Everything was becoming too overwhelming for him.

“Nate, I hate to even say this—”

“Then don’t. Let’s just sit here, eat in peace, then we’ll go back to the house.”

Her angry expression said he’d pushed her too far.

“I have a better idea, Nate. Why don’t you sit here and eat your pizza in peace. Ahn and I will go back to the house. And you can find your own way back after you get rid of whatever bug it is that you suddenly have up your ass!”

She held out her hand for his keys at the same time the kid came back to the table with their drinks. It gave Nate the time he needed for a quick attitude adjustment.

“I’m sorry,” he said when the kid walked away. “I’m being a real jerk and I know it. I went to see my mother this morning and it left me in a crappy mood.”

The anger faded from her eyes. “How is she?”

“The same,” Nate said. “But every bad memory I thought I’d forgotten came flooding back the second I stepped into her room. I apologize for taking all that out on you.”

She smiled slightly. “I wish I didn’t know how hard it is to have bad memories of your parents, but I do. My father didn’t have Alzheimer’s disease, but he might as well have, for all the attention he paid to Janet and me. I’ve often wondered if that’s why he married my mother’s best friend only three months after our mother died. He wanted a strong no-nonsense woman who would dominate our lives so he would never have to deal with us again.”

“I didn’t realize you had that type of relationship with your father,” Nate admitted. “Or that Roberta had been your mother’s best friend.”

“Do you think our parents are the reason you and I are so screwed up?”

Nate was surprised by her comment. “You really think we’re screwed up?”

“Most people would say so. We don’t feel the need to be in a relationship, much less get married. We’re committed to our careers. Any friends we have are casual, not long-term. Shall I continue?”

“Are you saying you agree?”

“No,” she said. “I think you and I are self-sufficient people who happen to have bad memories about our parents. And I don’t think it’s fair to blame our parents for anything. Look at David and Janet compared to you and me. We had the same upbringing. And we all had the same choices to make about how we lived our lives. You and I simply made different choices than they did.”

“You’re basically telling me to put the bad memories behind me and get over it.”

“No,” she said. “I wasn’t talking to you. I was talking to the bug that put you in such a bad mood.”

Nate smiled at her. “You think you’re pretty clever, don’t you?”

Hallie smiled back. “Just one kindred spirit trying to talk another off the ledge, that’s all.”

They kept staring at each other.

Longer than they needed to be staring at each other.

Fortunately the arrival of the food saved them.

“Okay,” she said, changing the subject. “Work your magic. See if you can get Miss Priss to eat her spinach.”

Nate reached out and placed a slice of the spinach and cheese on a plate, cut it into small pieces, then waved his hand over the plate until it cooled.
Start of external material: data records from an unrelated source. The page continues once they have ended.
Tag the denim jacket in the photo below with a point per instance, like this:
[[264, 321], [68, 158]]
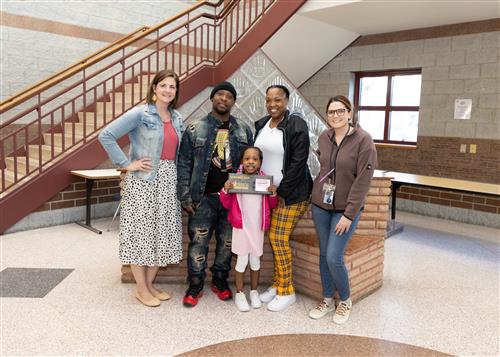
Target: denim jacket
[[195, 154], [145, 130]]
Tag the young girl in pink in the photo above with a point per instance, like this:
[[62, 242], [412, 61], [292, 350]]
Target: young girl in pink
[[250, 216]]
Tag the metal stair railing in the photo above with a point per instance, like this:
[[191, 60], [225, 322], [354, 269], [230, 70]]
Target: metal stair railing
[[68, 109]]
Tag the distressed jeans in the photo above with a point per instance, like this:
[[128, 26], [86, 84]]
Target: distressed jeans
[[334, 275], [210, 217]]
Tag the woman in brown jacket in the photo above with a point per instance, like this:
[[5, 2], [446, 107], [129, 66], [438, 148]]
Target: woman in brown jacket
[[347, 158]]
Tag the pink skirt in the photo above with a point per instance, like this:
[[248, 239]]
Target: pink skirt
[[249, 239]]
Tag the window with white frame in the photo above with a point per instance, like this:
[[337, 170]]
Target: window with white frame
[[388, 103]]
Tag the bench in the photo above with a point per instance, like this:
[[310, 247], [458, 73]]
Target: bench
[[90, 176], [400, 178]]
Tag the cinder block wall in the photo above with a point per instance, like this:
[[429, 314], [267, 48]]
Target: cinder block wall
[[42, 38], [459, 61]]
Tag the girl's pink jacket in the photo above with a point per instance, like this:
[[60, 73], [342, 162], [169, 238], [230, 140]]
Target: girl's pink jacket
[[230, 202]]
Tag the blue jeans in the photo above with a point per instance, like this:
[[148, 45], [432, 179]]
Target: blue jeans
[[209, 217], [332, 268]]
Ahn watched his every move the entire time.

“Pizza,” Nate told her. “Can you say pizza?”

Ahn looked down at the plate, then back up at him.
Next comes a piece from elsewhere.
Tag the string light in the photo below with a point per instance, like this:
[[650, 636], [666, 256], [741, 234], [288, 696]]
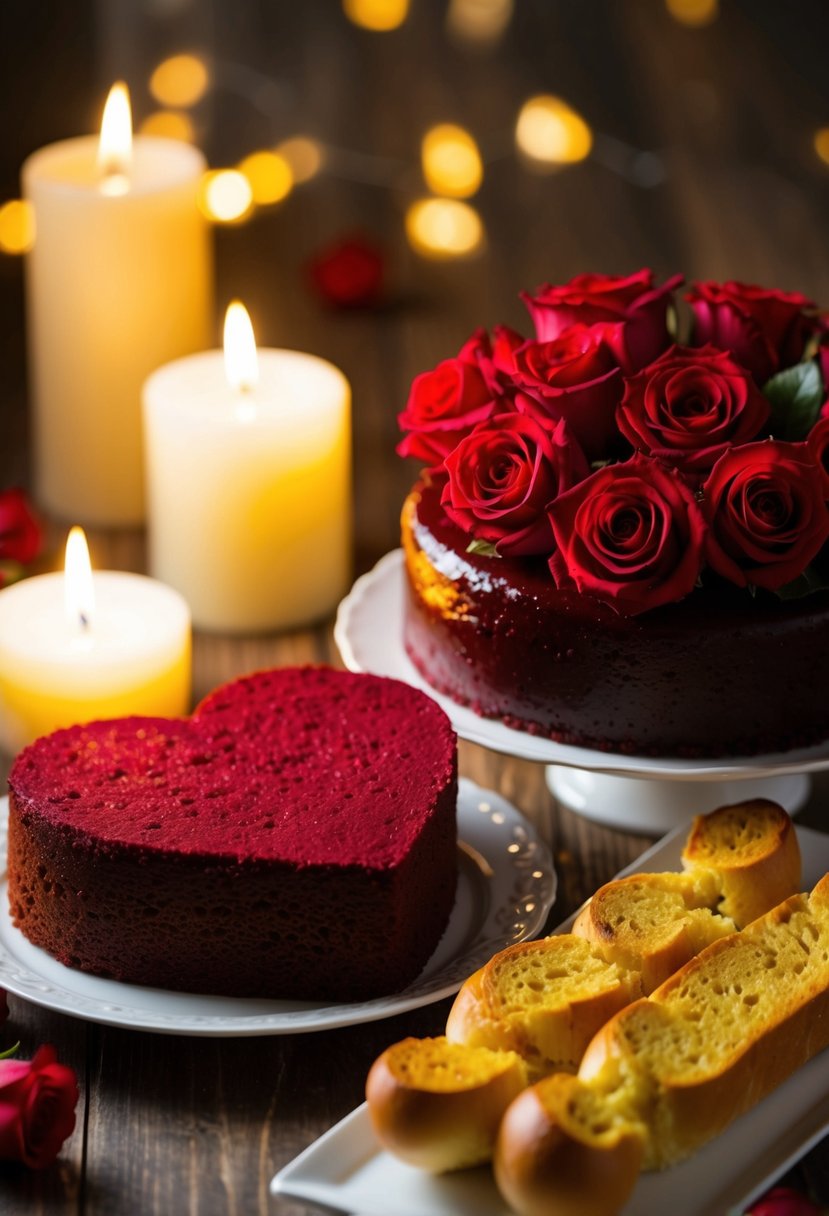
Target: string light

“Try it,” Nate encouraged. “If you don’t like it, we’ll get you something else.”

Still, Ahn made no move toward the plate.
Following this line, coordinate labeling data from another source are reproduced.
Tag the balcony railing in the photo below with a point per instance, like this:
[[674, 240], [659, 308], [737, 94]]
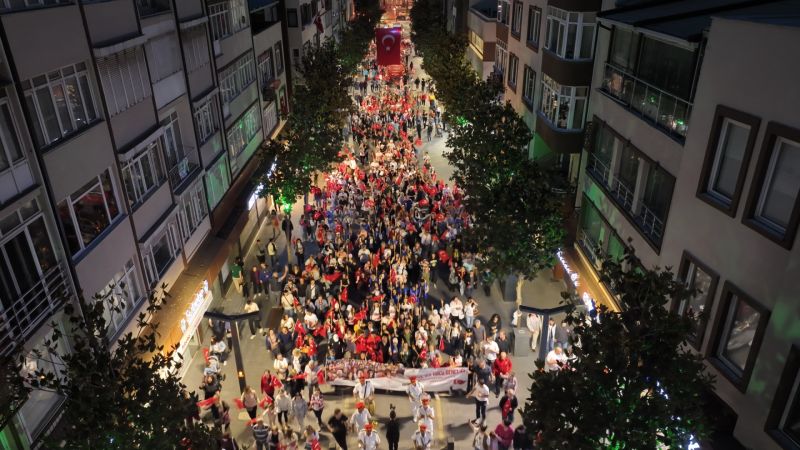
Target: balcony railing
[[152, 7], [600, 170], [180, 172], [667, 111], [622, 193], [651, 224], [32, 308]]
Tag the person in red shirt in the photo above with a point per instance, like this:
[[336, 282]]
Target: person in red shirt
[[500, 369]]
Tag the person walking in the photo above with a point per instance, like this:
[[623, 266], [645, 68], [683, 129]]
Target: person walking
[[300, 409], [260, 434], [317, 404], [337, 425], [393, 431], [481, 396], [250, 401]]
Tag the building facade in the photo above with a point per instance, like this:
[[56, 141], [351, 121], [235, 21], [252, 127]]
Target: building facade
[[692, 159], [128, 130], [544, 51]]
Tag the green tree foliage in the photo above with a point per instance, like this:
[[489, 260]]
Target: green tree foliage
[[121, 396], [320, 105], [515, 203], [633, 384]]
Nate put a slice on a plate for Hallie and handed it over. “Can you say pizza, Hallie?”

Hallie played along. “Pizza.” She took a bite and said, “Mmm. Very good. Thank you, Nate.”

“I think I’ll have some myself,” Nate said.

But he and Hallie were on their second slice before Ahn finally put a piece into her mouth. When she reached for the second piece, Nate looked across the table to find Hallie smiling at him.

“We really are making progress, aren’t we?”

“Yes,” she said. “We are.”

“And us?” Nate said. “We’re good now, right?”

“Yes. We’re good now.”

A
HN HAD STARTED SCREAMING
at one o’clock in the morning. It was two now, and she was still screaming.